For positive data $x_1, x_2, \ldots, x_n$ let $y_i = \log(x_i)$ be their natural logarithms. Set
$$\bar{y} = \frac{1}{n}(y_1+y_2+\cdots + y_n)$$
and
$$s^2 = \frac{1}{n-1}\left((y_1 - \bar{y})^2 + \cdots + (y_n - \bar{y})^2\right);$$
these are the mean log and variance of the logs, respectively. The UMVUE for the arithmetic mean when the $x_i$ are assumed to be independent and identically distributed with a common lognormal distribution is given by
$$m(x) = \exp(\bar{y}) g_n\left(\frac{s^2}{2}\right)$$
where $g_n$ is Finney's function
$$g_n(t) = 1 + \frac{(n-1)t}{n} + \frac{(n-1)^3t^2}{2!n^2(n+1)} + \frac{(n-1)^5t^3}{3!n^3(n+1)(n+3)}+\frac{(n-1)^7t^4}{4!n^4(n+1)(n+3)(n+5)} + \cdots.$$
For the data in the question, $s^2 = 1.23594$, $g_4(s^2/2) = 1.532355$, and the UMVUE is $m(x) = 0.084519.$
Because this might take a while to converge when $s^2/2 \gg 1$, it is best implemented as an Excel macro. Such power series are straightforward to program efficiently: just maintain a version of the current term and at each step update it to the next term and add that to a cumulative sum. The term values will typically rise and then fall again; stop when they have fallen below a small positive threshold. (For less floating point error, first compute all such terms and then sum them from smallest to largest in absolute value.)

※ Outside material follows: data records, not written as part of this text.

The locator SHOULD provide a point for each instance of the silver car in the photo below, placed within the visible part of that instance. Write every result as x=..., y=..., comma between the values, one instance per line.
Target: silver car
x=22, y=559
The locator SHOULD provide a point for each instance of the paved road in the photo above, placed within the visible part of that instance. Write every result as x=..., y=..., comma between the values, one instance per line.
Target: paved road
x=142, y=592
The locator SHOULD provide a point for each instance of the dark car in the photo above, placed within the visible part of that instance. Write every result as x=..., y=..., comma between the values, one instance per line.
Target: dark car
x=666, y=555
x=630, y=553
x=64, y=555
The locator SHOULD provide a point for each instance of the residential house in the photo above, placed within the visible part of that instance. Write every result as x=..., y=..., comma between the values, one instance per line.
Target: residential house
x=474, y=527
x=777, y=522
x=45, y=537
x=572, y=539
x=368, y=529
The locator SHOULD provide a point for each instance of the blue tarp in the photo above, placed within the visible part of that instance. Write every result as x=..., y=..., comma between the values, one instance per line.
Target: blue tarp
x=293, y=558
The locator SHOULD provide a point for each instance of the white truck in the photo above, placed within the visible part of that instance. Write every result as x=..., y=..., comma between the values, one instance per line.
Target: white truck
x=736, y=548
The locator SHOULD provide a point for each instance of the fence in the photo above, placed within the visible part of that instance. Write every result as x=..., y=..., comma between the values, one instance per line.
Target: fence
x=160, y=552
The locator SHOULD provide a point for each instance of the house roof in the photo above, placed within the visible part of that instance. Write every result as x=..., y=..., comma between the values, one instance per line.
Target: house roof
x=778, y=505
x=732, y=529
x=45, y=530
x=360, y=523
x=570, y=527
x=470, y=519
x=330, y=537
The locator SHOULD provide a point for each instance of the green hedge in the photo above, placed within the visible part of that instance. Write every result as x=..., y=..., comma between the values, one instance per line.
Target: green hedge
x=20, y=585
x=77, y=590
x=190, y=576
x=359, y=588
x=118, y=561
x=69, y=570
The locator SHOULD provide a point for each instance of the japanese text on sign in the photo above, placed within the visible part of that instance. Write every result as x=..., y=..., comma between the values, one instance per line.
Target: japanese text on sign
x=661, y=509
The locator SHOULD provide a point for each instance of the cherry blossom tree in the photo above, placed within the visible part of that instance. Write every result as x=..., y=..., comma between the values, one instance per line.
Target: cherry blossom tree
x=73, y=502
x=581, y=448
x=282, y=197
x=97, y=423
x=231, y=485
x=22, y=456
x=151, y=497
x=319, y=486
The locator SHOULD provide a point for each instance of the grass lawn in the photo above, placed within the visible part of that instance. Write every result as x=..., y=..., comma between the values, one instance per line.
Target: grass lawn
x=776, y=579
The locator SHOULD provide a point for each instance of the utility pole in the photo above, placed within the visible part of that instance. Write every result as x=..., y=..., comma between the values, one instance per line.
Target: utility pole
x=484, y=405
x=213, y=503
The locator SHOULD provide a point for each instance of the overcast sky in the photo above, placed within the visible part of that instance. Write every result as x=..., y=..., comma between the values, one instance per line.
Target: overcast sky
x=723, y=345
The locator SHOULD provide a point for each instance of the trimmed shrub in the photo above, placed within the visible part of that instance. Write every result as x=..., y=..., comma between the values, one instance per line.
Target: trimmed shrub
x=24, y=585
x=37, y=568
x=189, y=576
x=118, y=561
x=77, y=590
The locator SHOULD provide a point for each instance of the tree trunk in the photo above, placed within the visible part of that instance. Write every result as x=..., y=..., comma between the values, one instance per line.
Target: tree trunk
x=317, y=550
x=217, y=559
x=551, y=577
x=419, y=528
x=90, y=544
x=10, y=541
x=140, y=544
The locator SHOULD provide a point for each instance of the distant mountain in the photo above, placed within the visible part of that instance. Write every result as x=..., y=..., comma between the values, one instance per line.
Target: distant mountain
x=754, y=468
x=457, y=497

My version of this macro (in very plain vanilla VBA) follows.
'
' Finney's G (Psi) function as in Millard & Neerchal, formula 5.57
' or equivalently in Gilbert, formula 13.4 (m here = n-1 there).
'
' Typically, m is a positive integer. Z can be positive or negative.
'
' Programmed by WAH @ QD 5 March 2001
'
' This algorithm will be less accurate for large m*z. It could be replaced by
' one that separately computes the descending half of the terms,
' iterating backward over i.
'
' It can be badly inaccurate for very negative m*z.
'
' This function returns 0 (an impossible value) upon encountering
' an input error.
'
Public Function Finney(m As Integer, z As Double) As Double
Dim i As Integer ' Index variable
Dim g As Double ' Result
Dim x As Double ' z * m * m / (m+1)
Dim a As Double ' Power series coefficient
Dim iMax As Integer ' Maximum iteration count
Const aTol As Double = 0.0000000001 ' Convergence threshold
Const iterMax As Integer = 1000 ' Limits execution time
If (m <= -1) Then
' issue an error
Finney = 0#
End If
x = z * m * m / (m + 1)
If (Abs(x) < aTol) Then
Finney = 1# ' This is the correct answer.
Exit Function
End If
iMax = Abs(Int(z) + 1) + 20
If (iMax > iterMax) Then
' issue an error
Finney = 0#
Exit Function
End If
'
' Initialize
'
a = 1#
g = a ' Lead terms
For i = 1 To iMax
'
' Test for convergence
'
If (Abs(a) <= aTol * Abs(g)) Then
Exit For
End If
'
' Compute the next term
'
a = a * x / (m + 2 * (i - 1)) / i
'
' Accumulate terms
'
g = g + a
Next
Finney = g
End Function
References
Gilbert, Richard O. Statistical Methods for Environmental Pollution Monitoring. Van Nostrand Reinhold Company, 1987.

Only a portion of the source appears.